The idea was to use bars of two or more different types of steel, or iron
steel, one having less carbon content, and forge them together into a
single bar. This was done by heating, twisting and hammering as needed, and
then folding the bar, hammering and forging it again. The process was
repeated a few more times. The result was a bar with layers of steel of
different types producing the wavy lines and patterns visible due to the
difference in chemical composition between the different bars used.

The technique was first called ‘pattern welding’ and was known to several
cultures. The Japanese had been using it to manufacture their swords since
1100 AD, and the Vikings and Celts around 600 AD. By 1570, it was used to
manufacture gun barrels in India. The Damascus techniques had spread to the
Ottoman Empire and later to Hungary and Spain by the 1650s. The defeat of
the Turks at the siege of Vienna in 1683 yielded thousands of captured
pattern welded barrels for examination. This accelerated the manufacturing
of pattern welded barrels in Europe.

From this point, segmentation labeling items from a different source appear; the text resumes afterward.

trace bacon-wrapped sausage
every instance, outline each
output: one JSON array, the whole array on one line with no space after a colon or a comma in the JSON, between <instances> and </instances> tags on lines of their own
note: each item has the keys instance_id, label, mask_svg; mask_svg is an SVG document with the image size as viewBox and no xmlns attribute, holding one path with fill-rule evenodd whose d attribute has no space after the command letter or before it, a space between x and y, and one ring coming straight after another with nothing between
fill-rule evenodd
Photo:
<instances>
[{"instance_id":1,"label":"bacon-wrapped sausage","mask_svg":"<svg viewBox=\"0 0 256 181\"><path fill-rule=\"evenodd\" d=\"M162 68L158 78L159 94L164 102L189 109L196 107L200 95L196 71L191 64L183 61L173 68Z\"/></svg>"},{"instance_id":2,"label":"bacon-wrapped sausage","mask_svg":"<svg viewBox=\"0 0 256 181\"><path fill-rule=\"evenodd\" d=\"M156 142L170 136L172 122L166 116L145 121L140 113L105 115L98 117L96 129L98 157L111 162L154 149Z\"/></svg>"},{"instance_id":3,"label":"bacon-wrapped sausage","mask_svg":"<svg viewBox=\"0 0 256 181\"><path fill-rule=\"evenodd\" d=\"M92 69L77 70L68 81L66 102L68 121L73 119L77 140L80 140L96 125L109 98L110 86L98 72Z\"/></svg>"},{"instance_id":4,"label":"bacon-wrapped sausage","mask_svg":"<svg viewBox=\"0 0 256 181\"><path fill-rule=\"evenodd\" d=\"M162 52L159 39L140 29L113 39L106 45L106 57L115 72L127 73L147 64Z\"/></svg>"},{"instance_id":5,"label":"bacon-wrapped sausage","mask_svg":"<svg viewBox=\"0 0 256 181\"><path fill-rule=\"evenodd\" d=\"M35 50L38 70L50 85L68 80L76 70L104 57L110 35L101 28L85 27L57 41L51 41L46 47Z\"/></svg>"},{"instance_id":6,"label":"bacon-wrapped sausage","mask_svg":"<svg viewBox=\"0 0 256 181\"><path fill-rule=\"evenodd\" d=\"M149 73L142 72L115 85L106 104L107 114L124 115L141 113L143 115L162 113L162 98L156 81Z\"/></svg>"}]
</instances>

By 1700, the Belgians were producing
pattern welded barrels in Liège, and in the early 1800s, the technique was
used in England to produce high quality sporting barrels.

The challenge in producing the dial of this limited series was the process
of cutting the dials out of the round barrels. This involved several
operations that took place in London and in Geneva, at F.P. Journe’s own
dial makers, “Les Cadraniers de Genève”.